Mr Blair's bald assessment that the North's Catholics were second-class citizens and that the vast majority wanted the Stormont institutions to remain in place was welcomed by Mr Adams. Significantly, he added that the prime minister was right when he said that the time for transition had come to an end and that there was a need for "acts of completion".
Mr Adams continued: "He [Mr Blair\] said that the British government thought the Good Friday agreement should be implemented in one fell swoop, instead of a concession to one side here and a concession to the other there. I agree on that as well."
The Sinn Féin president repeated a list of demands in relation to implementation of the accord, especially on matters of human rights, justice, equality and policing.
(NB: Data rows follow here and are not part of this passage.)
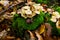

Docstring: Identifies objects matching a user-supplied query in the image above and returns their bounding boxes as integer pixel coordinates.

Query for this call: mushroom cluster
[20,4,43,18]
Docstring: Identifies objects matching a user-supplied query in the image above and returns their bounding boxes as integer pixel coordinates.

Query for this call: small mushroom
[28,30,35,40]
[56,18,60,28]
[35,32,43,40]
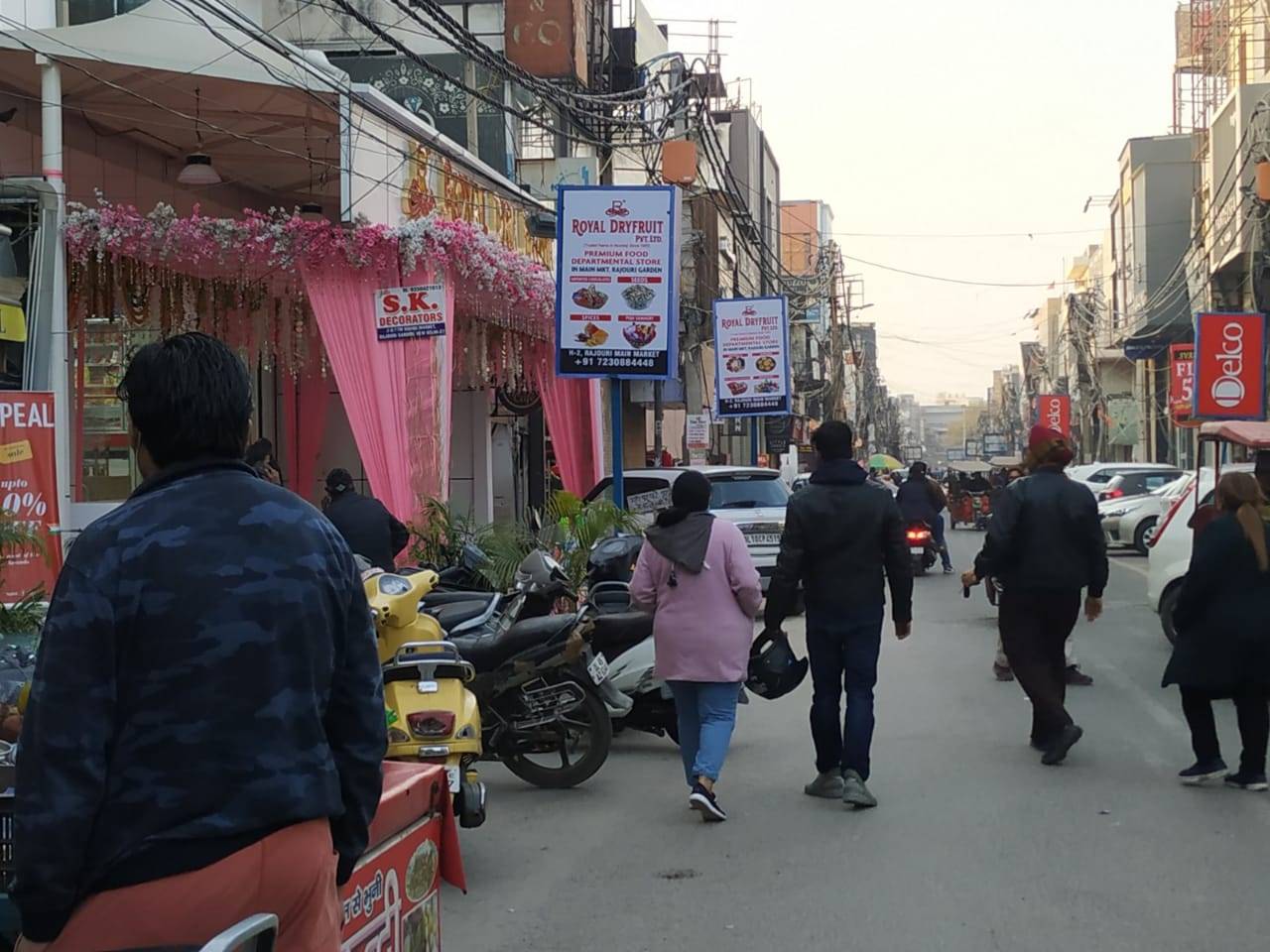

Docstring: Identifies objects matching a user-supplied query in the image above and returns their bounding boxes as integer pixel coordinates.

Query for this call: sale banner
[0,391,61,602]
[1194,313,1266,420]
[1036,394,1072,438]
[375,281,448,340]
[1169,344,1195,420]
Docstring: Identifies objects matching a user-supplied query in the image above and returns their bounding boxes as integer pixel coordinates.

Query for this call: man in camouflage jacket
[13,334,386,949]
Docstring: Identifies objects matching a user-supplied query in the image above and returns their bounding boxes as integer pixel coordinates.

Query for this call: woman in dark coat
[1165,472,1270,790]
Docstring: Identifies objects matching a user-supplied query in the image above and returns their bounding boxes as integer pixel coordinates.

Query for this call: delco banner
[1036,394,1072,436]
[1169,344,1195,420]
[1195,313,1266,420]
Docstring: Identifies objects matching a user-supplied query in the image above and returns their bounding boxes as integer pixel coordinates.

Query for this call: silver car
[1098,473,1195,554]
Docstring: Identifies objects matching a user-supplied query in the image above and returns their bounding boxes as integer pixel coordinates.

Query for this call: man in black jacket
[961,425,1107,765]
[765,420,913,807]
[322,470,410,572]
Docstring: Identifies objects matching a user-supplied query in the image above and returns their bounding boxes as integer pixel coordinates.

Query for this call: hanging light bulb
[177,86,223,185]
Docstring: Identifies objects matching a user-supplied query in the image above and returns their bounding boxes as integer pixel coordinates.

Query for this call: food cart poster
[375,281,445,340]
[0,391,61,603]
[713,298,790,416]
[557,185,680,380]
[339,816,441,952]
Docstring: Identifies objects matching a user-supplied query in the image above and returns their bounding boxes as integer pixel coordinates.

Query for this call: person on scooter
[895,459,952,575]
[631,470,763,822]
[12,334,386,952]
[321,468,410,572]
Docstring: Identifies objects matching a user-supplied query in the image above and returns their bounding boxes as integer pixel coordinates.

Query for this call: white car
[1098,473,1195,554]
[1066,463,1178,499]
[585,466,790,591]
[1147,463,1252,641]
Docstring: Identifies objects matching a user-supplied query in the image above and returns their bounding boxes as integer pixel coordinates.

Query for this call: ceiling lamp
[177,86,222,185]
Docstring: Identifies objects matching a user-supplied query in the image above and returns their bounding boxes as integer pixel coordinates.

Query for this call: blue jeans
[931,513,952,568]
[807,604,883,779]
[667,680,740,787]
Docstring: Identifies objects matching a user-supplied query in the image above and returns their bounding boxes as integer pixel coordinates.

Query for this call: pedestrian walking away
[961,425,1108,766]
[12,334,386,952]
[322,468,410,572]
[765,420,913,807]
[895,459,952,575]
[1163,472,1270,790]
[631,470,763,821]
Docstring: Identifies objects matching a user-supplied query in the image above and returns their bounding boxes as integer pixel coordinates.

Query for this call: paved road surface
[444,531,1270,952]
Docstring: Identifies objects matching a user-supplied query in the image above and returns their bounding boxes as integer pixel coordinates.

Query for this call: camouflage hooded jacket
[12,461,386,942]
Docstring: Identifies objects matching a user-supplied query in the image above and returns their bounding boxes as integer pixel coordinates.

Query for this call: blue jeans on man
[807,603,884,780]
[667,680,740,787]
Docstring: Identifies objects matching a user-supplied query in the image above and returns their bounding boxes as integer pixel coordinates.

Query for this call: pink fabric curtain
[282,368,332,503]
[304,266,454,521]
[539,366,603,496]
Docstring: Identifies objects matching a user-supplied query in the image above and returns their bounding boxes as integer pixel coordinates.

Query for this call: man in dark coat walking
[763,420,913,807]
[322,470,410,572]
[961,425,1108,765]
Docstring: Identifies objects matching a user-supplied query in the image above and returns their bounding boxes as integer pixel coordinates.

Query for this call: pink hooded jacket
[631,520,763,683]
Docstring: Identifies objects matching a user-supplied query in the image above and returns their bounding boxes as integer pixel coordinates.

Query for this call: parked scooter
[904,522,936,576]
[363,568,486,828]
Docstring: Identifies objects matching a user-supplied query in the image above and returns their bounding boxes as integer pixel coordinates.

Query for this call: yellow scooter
[362,568,485,828]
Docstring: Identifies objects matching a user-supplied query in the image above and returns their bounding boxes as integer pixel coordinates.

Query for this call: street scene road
[444,531,1270,952]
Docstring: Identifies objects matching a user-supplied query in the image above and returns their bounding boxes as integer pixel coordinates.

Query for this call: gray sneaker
[803,771,842,799]
[842,771,877,808]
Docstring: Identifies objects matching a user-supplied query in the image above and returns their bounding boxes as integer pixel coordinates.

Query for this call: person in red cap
[961,425,1108,765]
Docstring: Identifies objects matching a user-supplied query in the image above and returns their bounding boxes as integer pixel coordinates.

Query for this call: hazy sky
[645,0,1176,399]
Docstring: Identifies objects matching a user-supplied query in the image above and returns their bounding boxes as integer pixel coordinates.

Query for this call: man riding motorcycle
[895,461,952,575]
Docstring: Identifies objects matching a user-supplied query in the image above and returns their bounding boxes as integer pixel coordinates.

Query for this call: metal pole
[608,377,626,509]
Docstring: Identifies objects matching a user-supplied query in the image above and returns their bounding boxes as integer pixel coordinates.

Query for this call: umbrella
[869,453,904,472]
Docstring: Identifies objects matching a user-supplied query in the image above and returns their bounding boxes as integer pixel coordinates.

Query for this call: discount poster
[0,391,61,602]
[713,298,790,416]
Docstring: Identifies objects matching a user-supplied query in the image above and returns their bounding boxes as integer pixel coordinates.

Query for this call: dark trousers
[1183,686,1270,774]
[999,589,1080,747]
[807,606,883,779]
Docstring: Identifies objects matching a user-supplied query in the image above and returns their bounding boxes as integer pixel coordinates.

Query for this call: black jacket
[326,491,410,572]
[974,468,1108,598]
[765,459,913,630]
[1165,513,1270,697]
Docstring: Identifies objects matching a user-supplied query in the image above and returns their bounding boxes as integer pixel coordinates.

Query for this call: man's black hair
[812,420,856,459]
[118,332,251,467]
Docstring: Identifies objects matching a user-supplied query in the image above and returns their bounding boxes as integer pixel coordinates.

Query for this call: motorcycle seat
[450,615,577,674]
[590,612,653,660]
[423,595,498,632]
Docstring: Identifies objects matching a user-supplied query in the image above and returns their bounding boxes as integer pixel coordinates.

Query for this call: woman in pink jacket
[631,470,763,822]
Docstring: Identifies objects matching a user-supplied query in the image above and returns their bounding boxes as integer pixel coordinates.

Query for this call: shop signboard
[557,185,680,380]
[1036,394,1072,436]
[375,281,447,340]
[0,391,61,603]
[983,432,1010,456]
[687,414,710,449]
[1169,344,1195,420]
[340,816,441,952]
[713,298,791,416]
[1194,313,1266,420]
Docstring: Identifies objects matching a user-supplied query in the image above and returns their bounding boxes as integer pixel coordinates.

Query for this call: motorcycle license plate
[586,652,608,684]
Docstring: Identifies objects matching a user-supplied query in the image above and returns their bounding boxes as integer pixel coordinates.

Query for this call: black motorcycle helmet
[745,631,807,701]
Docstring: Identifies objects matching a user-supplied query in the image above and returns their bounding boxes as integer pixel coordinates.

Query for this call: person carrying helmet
[895,459,952,575]
[763,420,913,807]
[321,468,410,572]
[631,470,763,822]
[961,425,1108,766]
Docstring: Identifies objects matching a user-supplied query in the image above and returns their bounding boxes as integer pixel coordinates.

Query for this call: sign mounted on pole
[1036,394,1072,438]
[713,298,790,416]
[1194,313,1266,420]
[557,185,680,380]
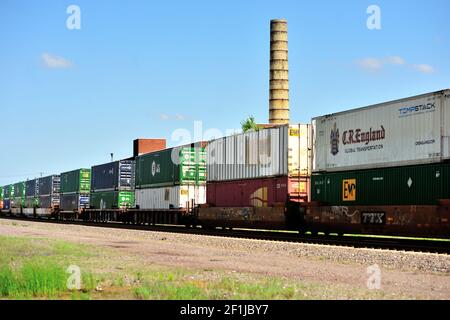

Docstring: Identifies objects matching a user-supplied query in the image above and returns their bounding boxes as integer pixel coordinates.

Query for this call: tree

He concentrated on policing matters, saying that an "acceptable" policing service was "crucial for all sections of our people in the North". It was also in the better interests of all of the people of this island. "If power can be transferred on a range of key issues, there is no reason why policing and justice cannot be devolved on the same basis."
Hinting at possible Sinn Féin involvement, he said that he could "conceive of a world in which it would be appropriate for Sinn Féin to join the Policing Board and participate fully in the policing arrangements on a democratic basis".
Mr Adams called for all parties to the agreement to deal with reality. He said that ultimatums and calls for IRA disbandment were as unrealistic as his hopes "for an end to British rule in Ireland yesterday".
He said that Sinn Féin's political objectives would be realised by virtue of a political process and "not by way of ultimatums from me or any other Irish person".
He added: "Similarly, the IRA is never going to disband in response to ultimatums from the British government or David Trimble."
He emphasised that the logic of the Belfast Agreement put all parties in a "different place" and he repeated that he wanted to see an end to all armed groups in Ireland - an aim which had to be shared by what he called "every thinking republican".
In another key section of his speech Mr Adams attempted to place a focus on the British government in general and on Mr Blair in particular. "Part of the problem for those of us who have to manage this process is that Irish republicanism is seen by the British establishment and its system, quite correctly, as being against its long-term interests. This is because it interprets these interests in a very narrow and short-sighted way. It sees unionism as an ally, even with all its imperfections."
He urged Mr Blair to "see Britain's strategic interest being best served by the democratic resolution of the long-standing quarrel between the people of our two islands".
"His task in the short term has to be to continue the process of peacemaking. The Good Friday agreement remains the only show in town. This party doesn't need to be told that. But the unionists do. So, too, does the British system."